Ele comparou o sistema em vigor no Reino Unido, onde todo o sangue para
transfusão é doado com o dos Estados Unidos, onde parte é doada e outra parte é
comprada por bancos de sangue comerciais de pessoas dispostas a vendê-lo.
Titmuss
comprovou, através de dados, que o sistema britânico de coleta de sangue
funciona melhor que o americano. O modelo de mercado livre para compra e venda
de sangue leva à escassez crônica, ao desperdício, a custos mais altos e a
maior risco de contaminação. Mas, ele também apontou os problemas de ordem
ética: os bancos de sangues lucrativos nos EUA recrutam boa parte de seus
vendedores em bairros pobres e favelas; pessoas desesperadas para obterem algum
dinheiro.
Há uma
redistribuição do sangue dos pobres aos ricos, um efeito perverso e imoral.

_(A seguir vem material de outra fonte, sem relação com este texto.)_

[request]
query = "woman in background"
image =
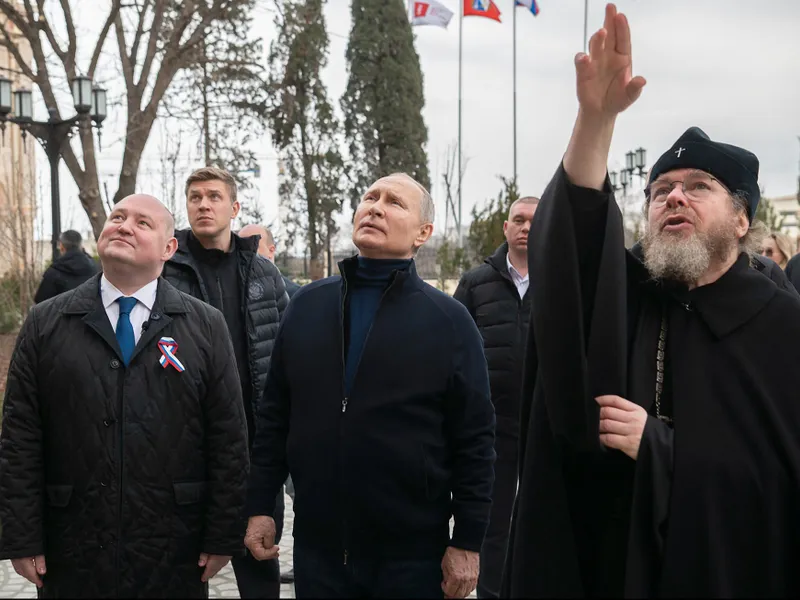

Titmuss diz, e com razão, que transformar o sangue em mercadoria corrói o
sentimento de obrigação de doar sangue, diminui o espírito de altruísmo e
solapa a relação de doação, que é uma característica ativa da vida social. E os
dados comprovavam que, por causa da existência de um mercado de compra e venda
de sangue, o que se observava nos EUA era um decréscimo do número de
doadores. “A comercialização e o lucro com o sangue vêm afastando o doador
voluntário”[xii].
Como pondera Titmuss, a partir do momento em que começam a encarar o sangue
como um produto que pode ser vendido e comprado, as pessoas perdem um pouco de
seu senso de responsabilidade moral pela doação. A compra e venda de sangue
desmoraliza a prática da doação gratuita.
Então,
para concluir, retorno ao caso da Catarina. A oferta é de um produto imaterial,
uma fantasia machista: a virgindade que será violada. Espanta mesmo que, em
pleno século XXI, algum homem pague e muito para ter essa experiência, desse
modo frio e calculista. E, se existe algum produto material, ele é o hímen que
será rompido. Daí, então, há também uma espécie de serviço: o direito a
seu rompimento. Caso típico de oferta que fazem todos os dias as prostitutas,
com a diferença de que não se trata de rompimento, mas apenas de
penetração.
Qual o
alcance desse tipo de oferta? Talvez passe em branco e, como acontece com a
maioria dos “famosos de cinco minutos”, logo logo não se tratará mais do
assunto. Realmente. Todavia, o problema da oferta remanesce e deveria nos fazer
pensar. Seu caráter machista expõe o que há de pior nesse modelo: A ideia de
que a mulher vale por sua virgindade e que sua violação é um prêmio muito
especial, algo que já devia ter sido extirpado do imaginário social masculino e
feminino, pois mantém em vigor um tabu indesejado (a virgindade) e o
preconceito de que a mulher deve sempre apresentar-se virgem para seu homem”.